The root CA is always at the top. It has a public/private key pair with the public key living in the public certificate signed by itself. It is perhaps a bit vain but it has no equal in the line of trust. It is the CA that is actually trusted by the client and server resources. The root CA needs to be protected as much as possible in the owner organisation. It is okay to have multiple CAs in a single organisation but this implies that every trusting element needs to be updated with more root CAs.
CAs can be a child of a root CA. These are known as subordinate CAs. The subordinate CA’s certificate is signed by the root CA. There are two kinds of subordinate CAs. Intermediate CAs are responsible for verifying subordinate CAs. Issuing CAs are meant to provide certificates to end uses. An issuing CA would never provide support to a child CA (since it is not allowed). Also, an intermediate would never provide certificates except for other CAs.
The trust for certificates is chained back to the root CA. A certificate path can be constructed from the knowledge gained from the CA certificates. It is much like a linked list in nature.
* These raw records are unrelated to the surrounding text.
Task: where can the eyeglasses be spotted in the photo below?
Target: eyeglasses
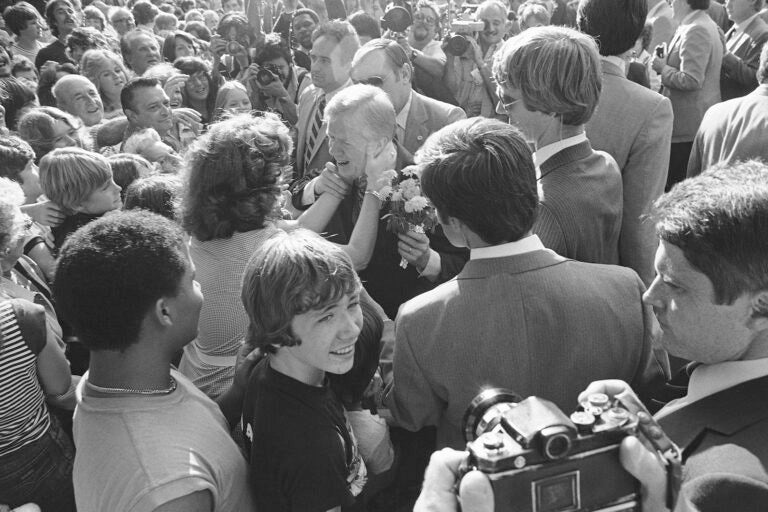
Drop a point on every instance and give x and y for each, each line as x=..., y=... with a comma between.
x=429, y=20
x=376, y=81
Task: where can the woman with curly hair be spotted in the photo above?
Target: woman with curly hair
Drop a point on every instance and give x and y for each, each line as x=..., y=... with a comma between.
x=230, y=206
x=200, y=89
x=107, y=72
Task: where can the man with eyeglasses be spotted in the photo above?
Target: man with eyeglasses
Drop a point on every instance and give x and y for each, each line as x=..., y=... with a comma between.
x=122, y=20
x=62, y=20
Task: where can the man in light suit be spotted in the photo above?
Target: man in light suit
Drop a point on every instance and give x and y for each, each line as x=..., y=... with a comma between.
x=743, y=43
x=711, y=299
x=690, y=76
x=333, y=45
x=734, y=130
x=517, y=314
x=383, y=62
x=631, y=123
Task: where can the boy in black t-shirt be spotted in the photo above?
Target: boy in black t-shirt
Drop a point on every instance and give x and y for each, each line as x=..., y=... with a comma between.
x=302, y=297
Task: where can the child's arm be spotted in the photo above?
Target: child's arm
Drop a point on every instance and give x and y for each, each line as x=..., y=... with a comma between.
x=231, y=401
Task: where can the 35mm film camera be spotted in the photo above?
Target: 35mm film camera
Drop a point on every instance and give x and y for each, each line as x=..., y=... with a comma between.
x=538, y=459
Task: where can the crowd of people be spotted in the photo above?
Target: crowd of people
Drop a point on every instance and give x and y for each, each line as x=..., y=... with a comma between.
x=210, y=299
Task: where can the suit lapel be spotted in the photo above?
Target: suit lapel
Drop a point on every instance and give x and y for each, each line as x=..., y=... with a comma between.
x=725, y=412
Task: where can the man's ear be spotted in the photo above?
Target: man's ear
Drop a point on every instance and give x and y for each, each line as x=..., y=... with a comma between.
x=162, y=312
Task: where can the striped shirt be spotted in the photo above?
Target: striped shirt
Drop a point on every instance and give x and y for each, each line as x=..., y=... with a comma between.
x=23, y=414
x=209, y=361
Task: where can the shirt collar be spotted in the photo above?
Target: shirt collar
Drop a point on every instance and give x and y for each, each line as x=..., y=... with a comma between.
x=741, y=27
x=528, y=244
x=334, y=92
x=709, y=379
x=616, y=61
x=543, y=154
x=402, y=116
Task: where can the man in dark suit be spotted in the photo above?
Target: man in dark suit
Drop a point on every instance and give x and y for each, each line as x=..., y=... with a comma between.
x=517, y=314
x=631, y=123
x=743, y=43
x=734, y=130
x=710, y=296
x=333, y=45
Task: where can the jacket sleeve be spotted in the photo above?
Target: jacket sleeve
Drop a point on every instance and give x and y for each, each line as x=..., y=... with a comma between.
x=695, y=52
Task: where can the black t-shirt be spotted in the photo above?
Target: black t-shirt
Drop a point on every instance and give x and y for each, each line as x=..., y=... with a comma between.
x=301, y=452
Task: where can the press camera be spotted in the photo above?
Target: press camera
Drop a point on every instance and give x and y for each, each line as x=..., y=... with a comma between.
x=539, y=459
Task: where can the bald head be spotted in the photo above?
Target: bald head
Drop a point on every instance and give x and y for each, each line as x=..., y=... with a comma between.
x=78, y=96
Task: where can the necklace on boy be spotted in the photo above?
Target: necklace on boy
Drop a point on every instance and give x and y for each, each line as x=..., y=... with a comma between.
x=166, y=391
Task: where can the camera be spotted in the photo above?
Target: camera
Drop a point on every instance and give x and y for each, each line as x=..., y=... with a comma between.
x=540, y=459
x=457, y=43
x=267, y=74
Given the end-user certificate, the CAs can be walked back to the root CA.
For Windows, trust is gained by having the root CA certificate in the “Trusted Root Certification Authorities” store.
Based on documentation, if Windows trusts an intermediate CA, it will add it to the Intermediate Certificate Store.
Windows (at least in Windows 2000) trusts certificates based on this flow:
Reasons for validation failing:
- Dates are invalid or expired
- Certificate not in correct format
- Certificate fields might be invalid or missing
- Thumbprint or signature do not match reality
- Cert has been revoked
- Root CA is not in the trust root certificate store
Interestingly, if a CA certificate in the path is expired, it can still be possible for the certificate at the bottom to be valid. The key is that the CA certificate was valid when the bottom certificate was issued. This is a strange twist but makes sense given the alignment of dates would be very complex otherwise.
These ideas are coming from a Microsoft point of view and might not match the rest of the world. Also, the main source used was from Windows 2000 which is not the latest version. So far, this was the most straight forward reference.